Eu penso nisso, penso em como tudo pode ser visto como uma metáfora sem graça para a existência, e ainda me sinto empurrado pelo ventos da injustiça a culpar a minha mãe, a que me fez quebrado. Eu poderia ser surdo, eu conseguiria viver soluçando permanentemente, mas isso, isso é muita humilhação.

O leitor há de achar que estou reclamando de barriga cheia, que há coisas piores, que ao menos eu tenho moedas para pegar no chão. É verdade, admito. Mas não leia isso como um manifesto, pois não é meu objetivo incomodar a agenda de preocupações de ninguém. Quero apenas contar a minha história, nem que seja para trocar minha vergonha pelo riso alheio. Você pode achar que eu estou me rebaixando, que faço tudo isso para receber escárnio. Mas, no meu caso, é melhor receber gargalhadas que receber moedas. Afinal, é preferível o risco de rirem de mim que o risco de comerem minha bunda.

Ps: O autor achou por bem deixar claro que essa é uma obra de ficção, sem relação com a vida real - exceto a parte sobre não gostar que lhe comam a bunda.

segunda-feira, 7 de outubro de 2013

TC (ou algo assim)

A gente começou a montar o time com primos e amigos. Depois foram chegando os amigos dos amigos, os primos dos primos, os amigos dos primos e a coisa foi crescendo. Viramos um time com titulares, reservas, dois quadros. Tínhamos até uniforme, que era, divertidamente, o uniforme do São Paulo (o pai de um dos caras trabalhava na distribuidora da Adidas no Brasil, à época fornecedora de material esportivo do São Paulo). Estávamos com tudo.

Então fomos disputar nosso primeiro festival, e o adversário era o time de uma escolinha que treinava na mesma quadra. Não lembro o nome, era alguma sigla boba, tipo TC. Estávamos prontos, estávamos confiantes, íamos debulhar. Aí o juiz apitou e eles começaram a trocar passe, um dois três, um corria pra cá, um corria pra lá, chute, gol. 1 a 0 pro TC (ou o que quer que seja), nem um minuto de jogo, nem na bola a gente relou. Eu nem entendi o que aconteceu, como assim eles corriam sem a bola? Que loucura isso, rapaz. O jogo acabou uns 9x3 (pra eles claro), e eu fui até expulso - não fiz uma falta durante o ano inteiro, mas fui expulso mesmo assim.

O TC virou nosso rival, nosso Gary, nossa baleia branca. Jogamos de novo outras vezes, perdemos de novo todas as vezes. Quando estávamos com o time mais forte, mais bem treinado, voando, quando o próximo festival ia acontecer e a gente ia, finalmente, ganhar, eles cancelaram e aí o jogo foi contra outros caras (perdemos também e o time acabou depois disso). Esse último parágrafo não importa muito, mas eu queria contar essa parte da história.

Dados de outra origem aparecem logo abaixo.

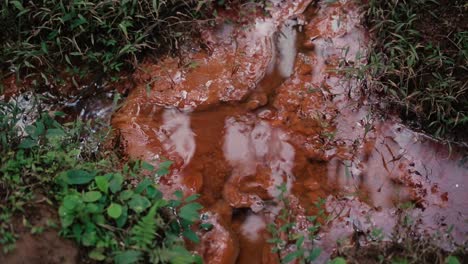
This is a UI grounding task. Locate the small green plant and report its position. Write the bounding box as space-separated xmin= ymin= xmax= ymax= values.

Quarta feira o São Paulo (que usa uniforme igual ao que a gente usava) vai jogar contra o Cruzeiro em Belo Horizonte. E quando eu penso nisso, lembro daquele primeiro jogo contra o TC, deles tocando bola e da gente tonto sem saber pra onde correr tapando o olho pra proteger da areia que subia enquanto eles corriam feito pés-de-vento. Um time que sabe os fundamentos do futebol contra um que tem a resistência emocional de um papel molhado. Naquele ano, o ano do nosso time, o São Paulo foi campeão paulista, tinha França, Denilson, Raí voltando. 15 anos depois, eles viraram a gente. Quem sabe nós não poderíamos ser eles agora.

O curioso é que eu me lembro desse período da minha vida, meus 13 anos, como um dos mais felizes. Mas quando o juiz apitar o fim do jogo na quarta feira e o layout do placar da Globo estiver quebrado porque não prevê três dígitos, a única lembrança dessa época feliz pairando suspensa no ar será a da calamidade. Qual a lição que tiramos disso, hein?

Exato: nunca seja feliz, ou acabará contribuindo decisivamente para a humilhação de 15 milhões de pessoas. Que você não venha me dizer que nunca aprendeu nada com esse blog.